近くには小中学校があって、そこでも日系の子供達を多く見かけます。皆とても可愛らしくて、見知らぬ私に声を掛けたり、挨拶などするんです。人懐こくてオープンなところが、地元の子供とは少し違いますね。
以前は日本に来たばかりの子供が多かったのですが、この頃は日本生まれが目立ち、日本語に伊賀弁? も勿論、上手くポルトガル語も話せます。校内の案内は、日本語とポルトガル語が併記されているんです。
そろそろバトンを
天理大には伊賀市の小学校の先生が、ポルトガル語の習得に来ていました。年々に増える日系の子供達の教育を円滑にするためで、学校から出向のような形です。

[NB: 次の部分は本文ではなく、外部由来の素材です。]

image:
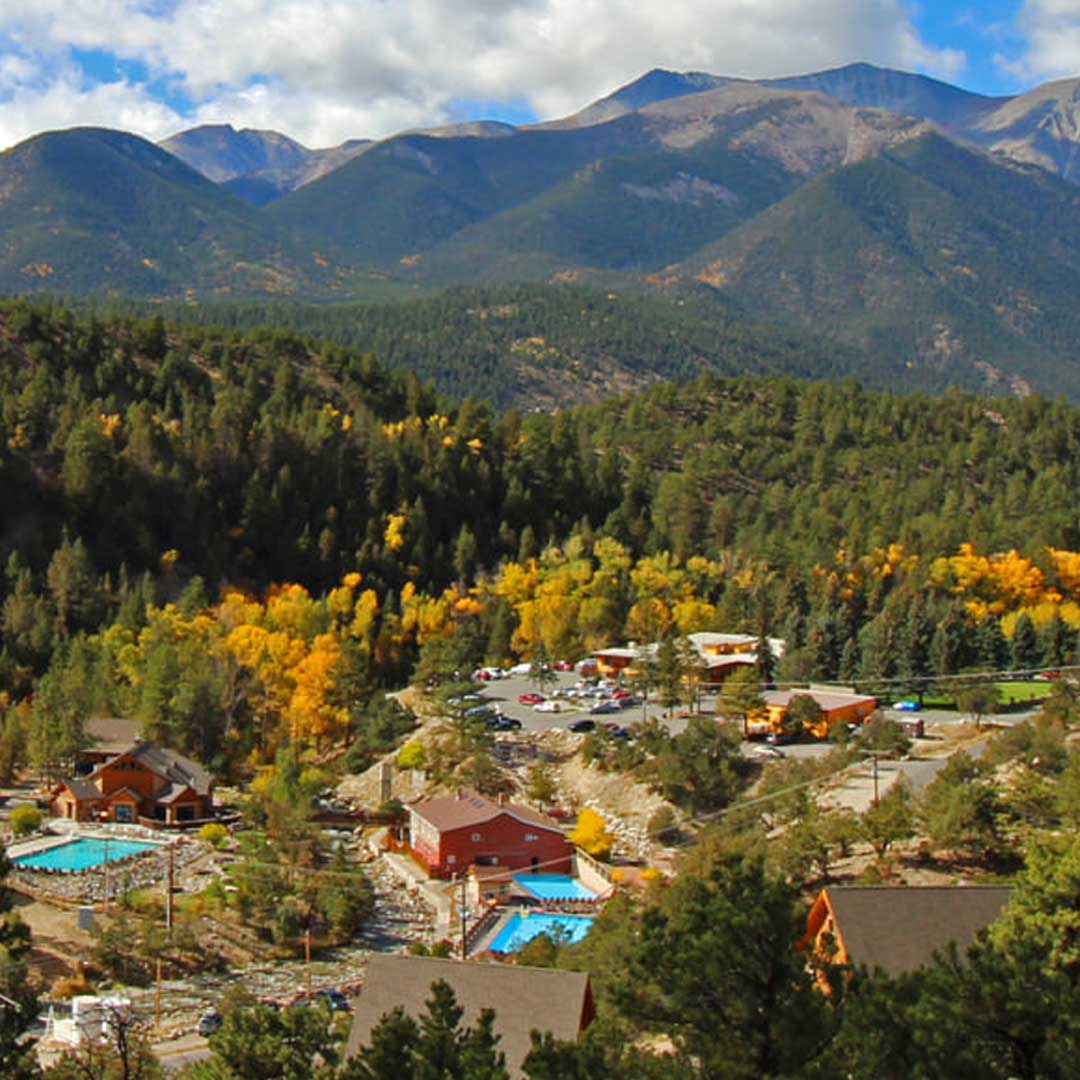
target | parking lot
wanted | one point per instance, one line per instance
(505, 691)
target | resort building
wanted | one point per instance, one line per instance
(140, 784)
(449, 835)
(718, 656)
(898, 929)
(524, 999)
(835, 706)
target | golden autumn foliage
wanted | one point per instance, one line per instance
(590, 834)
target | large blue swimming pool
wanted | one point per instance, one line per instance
(554, 887)
(81, 854)
(521, 929)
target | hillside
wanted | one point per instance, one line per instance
(547, 347)
(91, 210)
(636, 192)
(929, 252)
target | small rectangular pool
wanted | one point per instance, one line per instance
(521, 929)
(82, 853)
(554, 887)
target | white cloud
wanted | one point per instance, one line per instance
(1051, 29)
(325, 70)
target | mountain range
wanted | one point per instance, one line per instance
(894, 213)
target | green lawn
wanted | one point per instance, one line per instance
(1009, 693)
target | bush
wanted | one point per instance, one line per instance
(25, 820)
(412, 756)
(591, 835)
(214, 834)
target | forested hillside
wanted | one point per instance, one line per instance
(885, 537)
(548, 346)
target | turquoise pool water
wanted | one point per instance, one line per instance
(521, 929)
(554, 887)
(81, 854)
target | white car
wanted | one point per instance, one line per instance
(768, 752)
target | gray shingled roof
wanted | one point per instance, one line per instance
(899, 929)
(82, 788)
(523, 998)
(173, 767)
(471, 808)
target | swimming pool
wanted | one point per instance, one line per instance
(81, 853)
(554, 887)
(521, 929)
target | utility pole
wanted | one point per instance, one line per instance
(307, 953)
(169, 886)
(464, 916)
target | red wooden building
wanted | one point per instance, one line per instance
(451, 834)
(142, 783)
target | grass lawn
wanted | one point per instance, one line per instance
(1012, 692)
(1009, 693)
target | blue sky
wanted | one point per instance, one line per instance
(326, 70)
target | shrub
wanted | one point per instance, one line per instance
(25, 820)
(412, 756)
(214, 834)
(591, 835)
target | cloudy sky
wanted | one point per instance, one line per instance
(326, 70)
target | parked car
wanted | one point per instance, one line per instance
(334, 998)
(208, 1023)
(769, 752)
(606, 706)
(499, 723)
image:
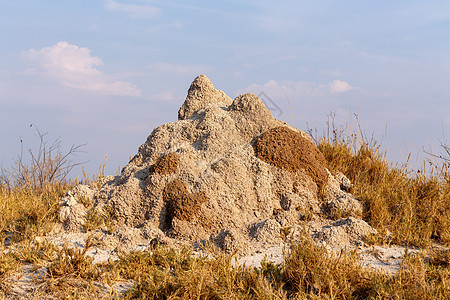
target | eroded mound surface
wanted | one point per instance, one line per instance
(166, 164)
(289, 150)
(225, 172)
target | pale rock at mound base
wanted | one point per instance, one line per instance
(198, 180)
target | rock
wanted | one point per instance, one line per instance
(226, 169)
(201, 93)
(343, 233)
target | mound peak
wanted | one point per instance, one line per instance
(227, 170)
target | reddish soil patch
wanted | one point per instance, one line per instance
(166, 164)
(287, 149)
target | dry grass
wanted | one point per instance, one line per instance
(413, 207)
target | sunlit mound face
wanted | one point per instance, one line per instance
(289, 150)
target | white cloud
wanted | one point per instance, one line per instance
(74, 67)
(298, 88)
(132, 10)
(339, 86)
(164, 96)
(181, 69)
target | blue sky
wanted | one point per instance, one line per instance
(106, 73)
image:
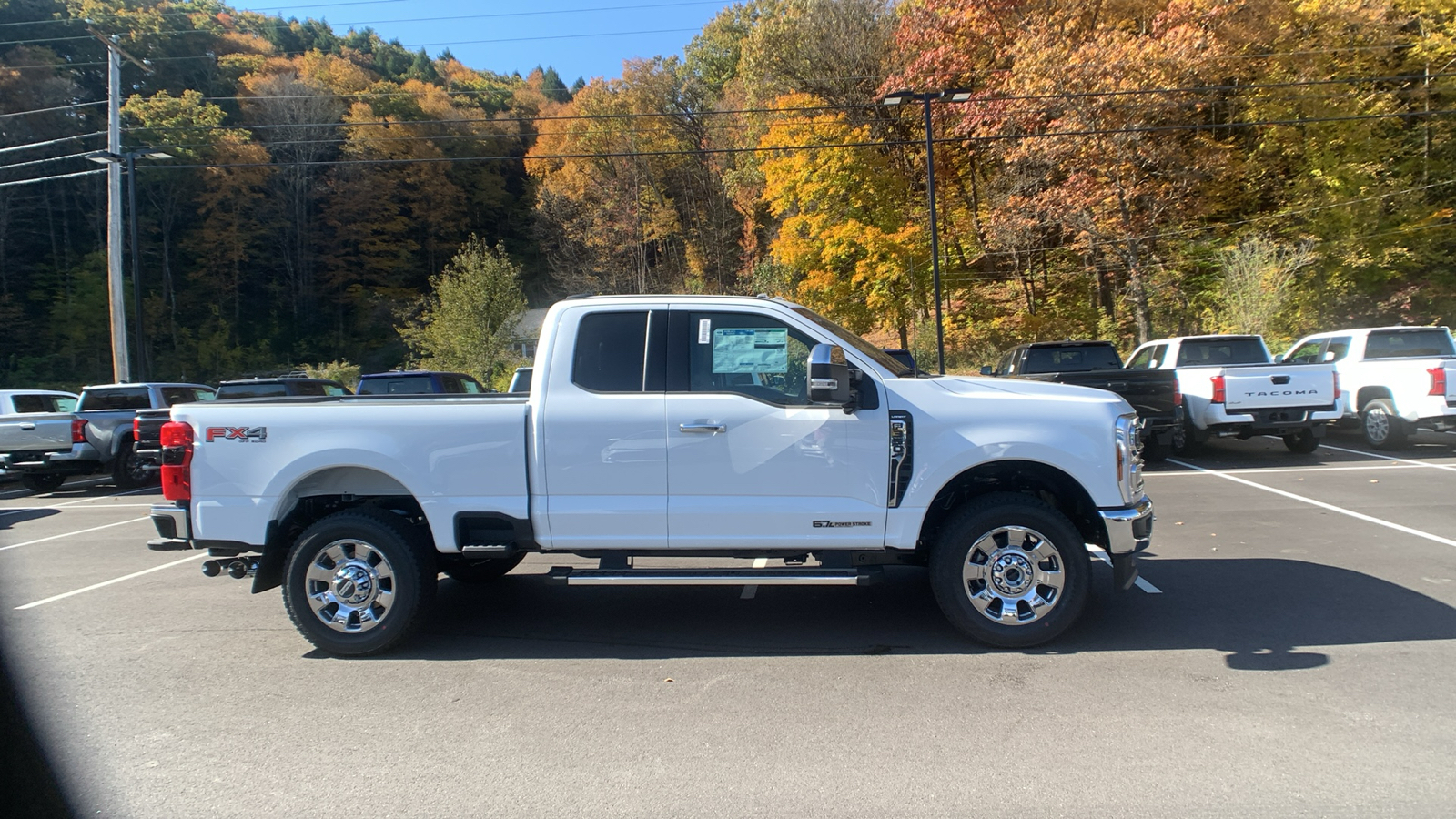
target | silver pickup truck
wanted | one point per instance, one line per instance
(101, 436)
(35, 421)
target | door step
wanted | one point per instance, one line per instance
(572, 576)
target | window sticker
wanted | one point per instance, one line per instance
(750, 350)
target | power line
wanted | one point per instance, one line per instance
(50, 109)
(44, 160)
(53, 142)
(53, 178)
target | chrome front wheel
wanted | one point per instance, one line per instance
(1009, 570)
(1014, 576)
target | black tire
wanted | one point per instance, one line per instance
(41, 482)
(480, 571)
(126, 470)
(1303, 442)
(1187, 443)
(1155, 450)
(977, 605)
(1380, 426)
(359, 581)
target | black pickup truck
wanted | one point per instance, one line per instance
(1096, 363)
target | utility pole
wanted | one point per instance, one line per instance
(116, 298)
(116, 290)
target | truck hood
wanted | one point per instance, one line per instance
(1047, 390)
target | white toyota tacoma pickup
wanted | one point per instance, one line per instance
(1398, 378)
(1230, 387)
(669, 426)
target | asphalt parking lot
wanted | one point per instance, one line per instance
(1289, 654)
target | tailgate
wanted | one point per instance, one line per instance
(1271, 387)
(48, 431)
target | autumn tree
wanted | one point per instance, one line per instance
(842, 220)
(468, 321)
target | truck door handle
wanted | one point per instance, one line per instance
(703, 429)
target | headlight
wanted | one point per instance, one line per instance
(1128, 457)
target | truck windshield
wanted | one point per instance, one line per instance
(870, 350)
(1218, 351)
(1072, 359)
(1410, 343)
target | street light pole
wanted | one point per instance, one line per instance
(935, 238)
(954, 95)
(136, 264)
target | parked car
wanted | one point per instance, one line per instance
(1098, 365)
(1230, 387)
(35, 421)
(102, 435)
(1397, 379)
(419, 382)
(703, 428)
(147, 426)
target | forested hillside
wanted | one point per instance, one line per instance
(1121, 169)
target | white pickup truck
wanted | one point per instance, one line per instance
(1230, 387)
(679, 428)
(1398, 378)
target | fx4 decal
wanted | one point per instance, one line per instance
(248, 435)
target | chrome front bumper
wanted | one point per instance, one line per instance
(1128, 530)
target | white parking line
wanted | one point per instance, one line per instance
(94, 586)
(1300, 470)
(77, 486)
(1390, 458)
(73, 533)
(76, 501)
(1321, 504)
(749, 592)
(1101, 554)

定住が始まり増加する多国籍の住民ですが、前述のように会議では、何かと韓国人が主導することになります。生活全般においても日本語が駆使でき、存在意義と役割を十分にもつマイノリティーです。
2012年は、次世代へバトンを渡すべく時期になっているように思います。外登法や再入国許可などから、解放される転換の年だからです。

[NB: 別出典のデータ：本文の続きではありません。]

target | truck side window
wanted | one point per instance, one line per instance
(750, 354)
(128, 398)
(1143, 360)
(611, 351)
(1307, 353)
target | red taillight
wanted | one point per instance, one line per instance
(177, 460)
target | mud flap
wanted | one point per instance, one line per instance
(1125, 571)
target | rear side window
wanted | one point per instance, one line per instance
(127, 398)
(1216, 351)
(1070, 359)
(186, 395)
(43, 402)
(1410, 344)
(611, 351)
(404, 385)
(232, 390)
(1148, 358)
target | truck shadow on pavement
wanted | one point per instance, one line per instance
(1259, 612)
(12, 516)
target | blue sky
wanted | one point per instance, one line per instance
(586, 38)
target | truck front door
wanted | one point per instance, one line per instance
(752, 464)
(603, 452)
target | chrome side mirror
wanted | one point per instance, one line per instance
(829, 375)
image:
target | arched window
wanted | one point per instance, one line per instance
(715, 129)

私の父は製綿工場を営んでいましたが、戦後間もなく民団上野支部を創団し、初代団長になっています。母は婦人会会長を務めていました。物資も資金もない時代で、我が家がにわか事務所でした。絶えず人が出入りして、とても血気盛んでした。過酷な時代にあの活気が何故、生み出せたのかを思うとき、次世代に対する成熟世代の姿勢があるように思えます。
父ははの大陸仕立てのDNA空に刺青す日本育ち
冬虹をあおぐゆうぐれ額ひえてふわりにおうね風の大陸
擦れ違いざまひかりの鼓動にふりむけば母体をくるむ未知の極光
一世は、およそは鬼籍に入りました。二世は一世に育てられ、時代を垣間見た最後の世代で、次代に伝え得るものをもっていて、同時に高齢化が進んでもいます。青年は日本人との婚姻が増加し、少子化へ進んでいます。成年、青年層が中心に動くために先ず、こうした現状を把握する必要があります。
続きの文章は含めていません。